Wong felt that the timing of the GST introduction was to blame, as many were struggling to even pay income tax due to low wages at the time.

“And then we have a long list exempting this and that, then we are troubling everyone. That is the reality. Yes, GST is efficient, transparent, tax everyone, but can we tackle all the problems that come along with it?

“Before 2018, it showed that we couldn’t, and I agree it is very easy to tax everyone, but can we afford to?

“So, I’m not saying that the taxation system is bad. We have so many different options. It is just a question of whether it is the right time to do it, and never, ever forget that GST is a regressive tax in terms of the percentage that we charge the rich,” she added.

Wong said that the rich pay less GST even as they continue to earn more, while lower income groups pay a higher amount due to their limited income.

“For example, those who earn only, let’s say, RM2,000 a month for a three-person household. Basically, if only one person is earning RM2,000, you count how much they need to spend for house rental, transport and buying groceries or even some other daily needs.

“With RM2,000, they won’t be able to save much at all. Basically, every month, RM2,000 will be gone. They are spending all of the RM2,000 monthly. Imagine, half of it needs to be charged for GST. The percentage is almost 50 per cent of the income that they get.

“Compare this to a person who earns, let’s say, RM20,000 a month — because RM10,000 in Kuala Lumpur is considered not that rich anymore.

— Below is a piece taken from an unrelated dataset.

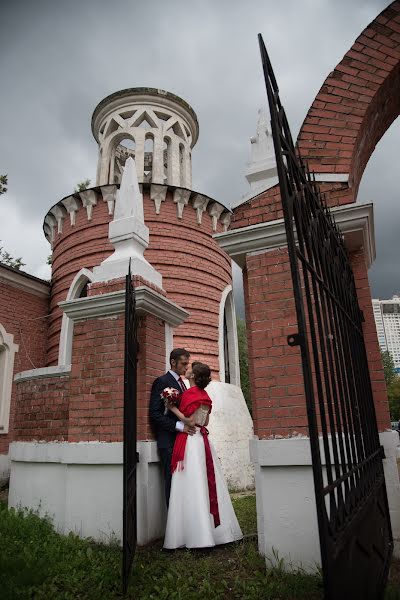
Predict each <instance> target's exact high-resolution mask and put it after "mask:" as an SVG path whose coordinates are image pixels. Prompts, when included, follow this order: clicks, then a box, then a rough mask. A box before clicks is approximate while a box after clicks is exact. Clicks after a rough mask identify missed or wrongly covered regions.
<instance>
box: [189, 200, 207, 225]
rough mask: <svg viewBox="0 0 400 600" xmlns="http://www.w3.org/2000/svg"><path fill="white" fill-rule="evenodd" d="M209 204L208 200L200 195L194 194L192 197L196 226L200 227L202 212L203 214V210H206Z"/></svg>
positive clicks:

I don’t think that person will spend all RM20,000 a month, am I right? You will have some savings. Let’s say RM4,000-RM5,000 every month. So he spends only RM15,000.

“That RM15,000, we take away all the exemptions. How much is he charged? The percentage is definitely lower than the person who spends the entire RM2,000 every month.

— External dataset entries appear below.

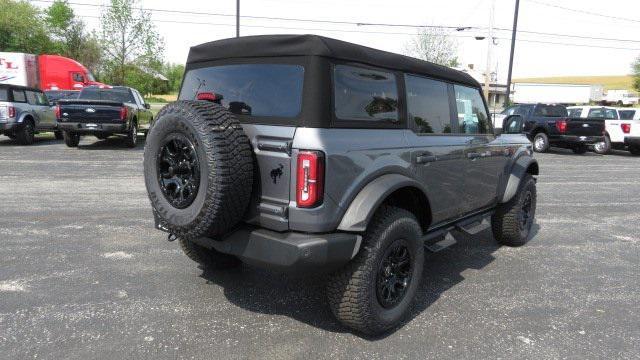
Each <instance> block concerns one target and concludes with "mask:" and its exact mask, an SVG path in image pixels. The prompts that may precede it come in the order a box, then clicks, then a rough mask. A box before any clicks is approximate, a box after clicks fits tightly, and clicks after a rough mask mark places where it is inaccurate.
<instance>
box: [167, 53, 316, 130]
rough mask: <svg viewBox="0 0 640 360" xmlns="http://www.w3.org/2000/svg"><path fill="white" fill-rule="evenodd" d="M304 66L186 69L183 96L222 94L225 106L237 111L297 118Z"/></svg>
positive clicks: (225, 65) (272, 116) (299, 103)
mask: <svg viewBox="0 0 640 360" xmlns="http://www.w3.org/2000/svg"><path fill="white" fill-rule="evenodd" d="M303 82H304V68H303V67H302V66H300V65H287V64H243V65H224V66H214V67H208V68H202V69H193V70H190V71H189V72H187V75H186V76H185V78H184V82H183V84H182V90H181V91H180V99H182V100H194V99H195V98H196V95H197V94H198V93H201V92H212V93H214V94H216V95H218V96H220V95H221V96H222V102H221V103H222V106H224V107H226V108H228V109H229V111H231V112H232V113H235V114H241V115H252V116H271V117H286V118H290V117H295V116H297V115H298V114H300V111H301V110H302V85H303Z"/></svg>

“So we need to first look into the economic problem in Malaysia. It is about low income,” Wong added.

In September, now caretaker deputy finance minister I Datuk Mohd Shahar Abdullah said that the government had not reached a stage where it would need to reintroduce the repealed GST, national news agency Bernama reported.

He reportedly said this was attributed to the strong recovery momentum of the national economy, which grew by 6.9 per cent in the first half of 2022 and supported by increased domestic and foreign demand as well as the labour market recovery.